Scientists Unveil Ideal Design for Solid Tumor Therapy

UCLA researchers identify best chimeric antigen receptor for engineered immune cells to treat solid tumors

Published on Feb. 4, 2026

A UCLA research team has identified the best design for a promising new type of immunotherapy that could be mass-produced to treat multiple solid tumors. The study focused on engineered invariant natural killer T cells, or NKT cells, and systematically compared four targeting systems, called chimeric antigen receptors, or CARs, that direct these cells to attack cancer.

Why it matters

CAR-T cell therapies have revolutionized treatment for certain blood cancers, but these successes haven't extended to solid tumors, which make up the vast majority of cancers. CAR-NKT cells offer key advantages for overcoming the obstacles of solid tumors, but a key question remained: Which CAR design would work best? This study removes a major roadblock in advancing CAR-NKT cell therapies toward clinical application.

The details

The research team engineered human blood stem cells to produce specialized immune cells called NKT cells and equipped them with four different versions of a cancer-targeting CAR system. They tested the engineered cells in the laboratory against tumor cells and in mouse models of ovarian cancer. The 4-1BB-containing CAR design emerged as superior, demonstrating the strongest anti-tumor activity and persistence.

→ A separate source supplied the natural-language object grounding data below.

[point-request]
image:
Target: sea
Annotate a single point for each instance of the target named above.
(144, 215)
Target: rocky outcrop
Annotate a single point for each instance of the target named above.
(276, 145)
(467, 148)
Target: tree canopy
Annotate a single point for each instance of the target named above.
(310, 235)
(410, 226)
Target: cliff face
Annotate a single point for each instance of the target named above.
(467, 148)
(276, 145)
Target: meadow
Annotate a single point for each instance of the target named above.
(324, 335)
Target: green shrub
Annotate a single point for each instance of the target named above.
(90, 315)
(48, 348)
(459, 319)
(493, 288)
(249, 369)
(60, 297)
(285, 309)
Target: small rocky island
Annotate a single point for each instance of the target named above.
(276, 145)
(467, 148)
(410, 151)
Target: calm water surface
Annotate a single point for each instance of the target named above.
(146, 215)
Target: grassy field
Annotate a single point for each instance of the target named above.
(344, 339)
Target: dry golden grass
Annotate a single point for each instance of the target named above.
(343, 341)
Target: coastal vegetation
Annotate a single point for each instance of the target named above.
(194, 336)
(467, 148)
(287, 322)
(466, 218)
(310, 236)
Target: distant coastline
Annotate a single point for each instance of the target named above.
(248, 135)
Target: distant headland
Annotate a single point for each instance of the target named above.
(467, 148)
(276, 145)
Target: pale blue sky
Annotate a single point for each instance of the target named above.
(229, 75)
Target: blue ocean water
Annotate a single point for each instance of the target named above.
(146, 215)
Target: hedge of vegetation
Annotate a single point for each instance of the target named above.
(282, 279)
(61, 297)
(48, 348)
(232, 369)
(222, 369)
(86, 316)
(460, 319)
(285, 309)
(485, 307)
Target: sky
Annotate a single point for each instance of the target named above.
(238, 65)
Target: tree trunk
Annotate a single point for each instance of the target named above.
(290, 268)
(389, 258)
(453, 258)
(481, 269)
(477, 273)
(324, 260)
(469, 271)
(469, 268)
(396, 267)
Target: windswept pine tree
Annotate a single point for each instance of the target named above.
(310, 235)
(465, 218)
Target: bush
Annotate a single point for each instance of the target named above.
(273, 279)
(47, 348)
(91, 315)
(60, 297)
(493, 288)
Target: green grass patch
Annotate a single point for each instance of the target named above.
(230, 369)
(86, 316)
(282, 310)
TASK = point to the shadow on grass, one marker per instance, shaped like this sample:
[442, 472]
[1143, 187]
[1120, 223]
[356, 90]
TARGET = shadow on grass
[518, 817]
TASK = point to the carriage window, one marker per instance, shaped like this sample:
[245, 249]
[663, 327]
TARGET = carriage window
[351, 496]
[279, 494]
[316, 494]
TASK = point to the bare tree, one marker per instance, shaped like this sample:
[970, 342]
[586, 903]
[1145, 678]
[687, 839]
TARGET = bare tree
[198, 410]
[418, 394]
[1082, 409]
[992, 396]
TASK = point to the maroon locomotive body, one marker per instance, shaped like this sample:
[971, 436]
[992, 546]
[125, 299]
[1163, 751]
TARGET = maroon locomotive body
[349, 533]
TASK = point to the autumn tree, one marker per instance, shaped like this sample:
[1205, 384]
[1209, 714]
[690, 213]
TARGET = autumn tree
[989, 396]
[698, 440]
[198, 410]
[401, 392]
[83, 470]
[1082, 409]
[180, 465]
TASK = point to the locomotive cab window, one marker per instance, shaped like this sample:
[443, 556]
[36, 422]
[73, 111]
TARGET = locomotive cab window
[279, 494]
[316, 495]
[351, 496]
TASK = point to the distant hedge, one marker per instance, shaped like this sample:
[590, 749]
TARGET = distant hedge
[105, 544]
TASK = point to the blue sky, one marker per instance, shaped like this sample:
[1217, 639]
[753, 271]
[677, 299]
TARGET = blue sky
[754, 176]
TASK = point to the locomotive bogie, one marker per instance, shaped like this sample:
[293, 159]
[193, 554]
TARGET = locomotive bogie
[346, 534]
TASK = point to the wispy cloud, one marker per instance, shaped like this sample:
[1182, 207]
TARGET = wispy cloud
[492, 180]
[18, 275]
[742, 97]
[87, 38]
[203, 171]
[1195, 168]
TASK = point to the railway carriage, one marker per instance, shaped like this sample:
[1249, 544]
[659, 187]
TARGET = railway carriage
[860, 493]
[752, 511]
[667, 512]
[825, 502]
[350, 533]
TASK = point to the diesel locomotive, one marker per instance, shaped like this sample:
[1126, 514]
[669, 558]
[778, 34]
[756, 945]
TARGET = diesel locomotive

  • The study was published in the journal Blood Immunology & Cellular Therapy.

The players

Lili Yang

A professor of microbiology, immunology and molecular genetics and a member of the Eli and Edythe Broad Center of Regenerative Medicine and Stem Cell Research at UCLA and of the UCLA Health Jonsson Comprehensive Cancer Center.

UCLA

The university where the research was conducted.

Got photos? Submit your photos here. ›

What they’re saying

“By rigorously identifying the optimal CAR design for NKT cells, our findings provide a roadmap for advancing CAR-NKT cell therapies from the lab toward clinical trials.”

— Lili Yang (Blood Immunology & Cellular Therapy)

What’s next

The team has demonstrated CAR-NKT cell therapy's effectiveness against pancreatic cancer, triple-negative breast cancer and ovarian cancer in separate preclinical studies, paving the way for future clinical trials.

The takeaway

This novel therapy's off-the-shelf potential could transform cancer treatment, as CAR-NKT cells can be mass-produced from donated blood stem cells, frozen and stored at hospitals for immediate use, unlike current CAR-T cell therapies that require collecting and modifying each patient's immune cells.